Step 1: Get insurance.
This seems like a no brainer however, in the business world things that appear to be common sense are lacking. I recently found out a pole studio has been operating the past eleven months without proper insurance. How does this even happen now a days? Simple. The fitness industry is currently not a regulated trade. It's easy for anyone to set up shop without dotting all their I's and crossing all their T's. Why is this happening? My theory is that insurance is confusing and can be expensive. A lot of insurance providers do not offer coverage for special trades such as pole fitness and aerial fitness. When someone decides to open a pole studio, often times these new business owners are not proficient in the basic knowledge necessary to operate a business. Unfortunately, ignorance is not an excuse. Pole and aerial are dangerous activities that can cause injury. The most injury prevention savvy instructor can still have accidents. While no one wants to even think of the unthinkable in their studio space, you have to go into business with realistic expectations and always expect the unexpected. Insurance is essential and NO ONE should be operating a pole studio without it. I can't even imagine the horror of operating a pole studio without insurance. If someone was to get injured in your studio (whether you were the instructor or not) as an owner, you are liable. Liability includes all medical expenses and any additional expenses the injured party is legally entitled to. When it comes to legal entitlement, often times the injured party will proceed with a formal process that takes place in court. As a studio owner this would then mean you are going to court and having to pay legal fees in addition to the fees you will be ordered by the court to pay. Depending on your business formality, you may be personally held liable and legal proceedings will be dependent on your personal assets. In theory because of your business negligence, you can lose everything you have spent your entire life working hard for. Is that all REALLY worth it?
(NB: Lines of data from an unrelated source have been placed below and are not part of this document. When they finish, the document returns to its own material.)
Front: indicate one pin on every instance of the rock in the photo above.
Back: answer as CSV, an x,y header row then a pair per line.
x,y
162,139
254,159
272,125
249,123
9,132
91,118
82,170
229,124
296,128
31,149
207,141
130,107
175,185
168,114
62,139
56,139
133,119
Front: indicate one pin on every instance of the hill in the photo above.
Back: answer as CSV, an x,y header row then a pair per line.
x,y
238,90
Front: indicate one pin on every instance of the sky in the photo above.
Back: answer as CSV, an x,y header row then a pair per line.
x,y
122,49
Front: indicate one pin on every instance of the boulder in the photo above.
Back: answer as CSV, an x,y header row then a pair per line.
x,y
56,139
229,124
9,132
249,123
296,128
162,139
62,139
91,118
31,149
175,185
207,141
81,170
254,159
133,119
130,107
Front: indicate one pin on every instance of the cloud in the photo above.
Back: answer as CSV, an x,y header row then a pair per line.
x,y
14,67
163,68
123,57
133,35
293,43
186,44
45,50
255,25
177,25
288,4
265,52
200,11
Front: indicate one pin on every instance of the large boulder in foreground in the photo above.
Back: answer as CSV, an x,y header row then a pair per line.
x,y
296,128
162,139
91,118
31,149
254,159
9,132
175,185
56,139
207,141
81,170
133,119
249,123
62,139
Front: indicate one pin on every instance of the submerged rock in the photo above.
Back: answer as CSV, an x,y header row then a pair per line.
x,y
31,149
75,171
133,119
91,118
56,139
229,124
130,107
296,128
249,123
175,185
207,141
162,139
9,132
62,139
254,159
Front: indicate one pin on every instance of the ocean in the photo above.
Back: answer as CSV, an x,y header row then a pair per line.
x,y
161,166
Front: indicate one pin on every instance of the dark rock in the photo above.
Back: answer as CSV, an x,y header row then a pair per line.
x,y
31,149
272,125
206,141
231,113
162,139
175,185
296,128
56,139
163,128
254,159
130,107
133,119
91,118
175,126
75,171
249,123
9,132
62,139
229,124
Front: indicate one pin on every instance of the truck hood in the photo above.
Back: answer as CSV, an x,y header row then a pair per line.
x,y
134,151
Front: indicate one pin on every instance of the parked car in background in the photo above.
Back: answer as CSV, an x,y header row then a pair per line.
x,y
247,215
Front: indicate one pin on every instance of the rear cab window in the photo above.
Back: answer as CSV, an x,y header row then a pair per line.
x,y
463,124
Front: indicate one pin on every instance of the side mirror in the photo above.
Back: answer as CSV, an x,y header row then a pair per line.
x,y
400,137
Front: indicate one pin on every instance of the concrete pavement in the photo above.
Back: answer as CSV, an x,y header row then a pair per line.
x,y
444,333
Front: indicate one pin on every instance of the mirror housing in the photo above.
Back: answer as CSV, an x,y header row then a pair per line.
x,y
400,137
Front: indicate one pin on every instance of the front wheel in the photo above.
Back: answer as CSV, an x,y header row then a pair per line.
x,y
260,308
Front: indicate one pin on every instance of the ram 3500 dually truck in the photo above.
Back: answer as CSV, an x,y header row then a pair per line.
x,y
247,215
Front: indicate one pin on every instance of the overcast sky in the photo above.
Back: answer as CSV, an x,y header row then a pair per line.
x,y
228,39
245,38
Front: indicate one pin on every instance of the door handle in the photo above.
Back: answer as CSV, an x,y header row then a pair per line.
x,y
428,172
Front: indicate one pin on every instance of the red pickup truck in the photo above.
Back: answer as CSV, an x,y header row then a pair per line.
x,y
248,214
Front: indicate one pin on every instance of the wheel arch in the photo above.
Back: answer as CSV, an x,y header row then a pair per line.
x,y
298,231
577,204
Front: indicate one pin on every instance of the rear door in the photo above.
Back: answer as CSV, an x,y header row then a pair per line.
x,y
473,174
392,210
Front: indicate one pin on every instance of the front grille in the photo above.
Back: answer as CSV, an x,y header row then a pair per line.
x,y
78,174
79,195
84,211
So how can a consumer protect themselves? As a student attending a studio, it is important you're educating yourself on what establishments you're monetarily supporting. You are after all, paying for a safe environment by attending classes and should be guaranteed any accidents will not leave you both financially and physically devastated. Ask questions and demand to see a copy of the current insurance policy. Don't be afraid of sounding too harsh. You need to be aware of the business practices of establishments you are paying your hard earned money for. When I owned and operated Pole Harmony, I always kept a copy of my current insurance policy handy. Even though you sign a waiver that states you acknowledge the dangers of the activity you are participating in, there are many instances where it does not absolve liability on the business owner's end. If you encounter an injury, be sure to complete an injury report (these forms are provided by insurance companies to the studio owners and copies should be readily available). Make a copy of the completed form for your records and contact the insurance provider to follow up and assure the report was submitted.
I realize this is not a topic most people ever consider when taking their first pole class but I cannot stress enough how important it is to factor in this information when researching a new studio and class. Insurance is available to protect both parties involved and if both the business owner does their part and the customer does theirs, the unexpected can be more about physical recovery versus financial.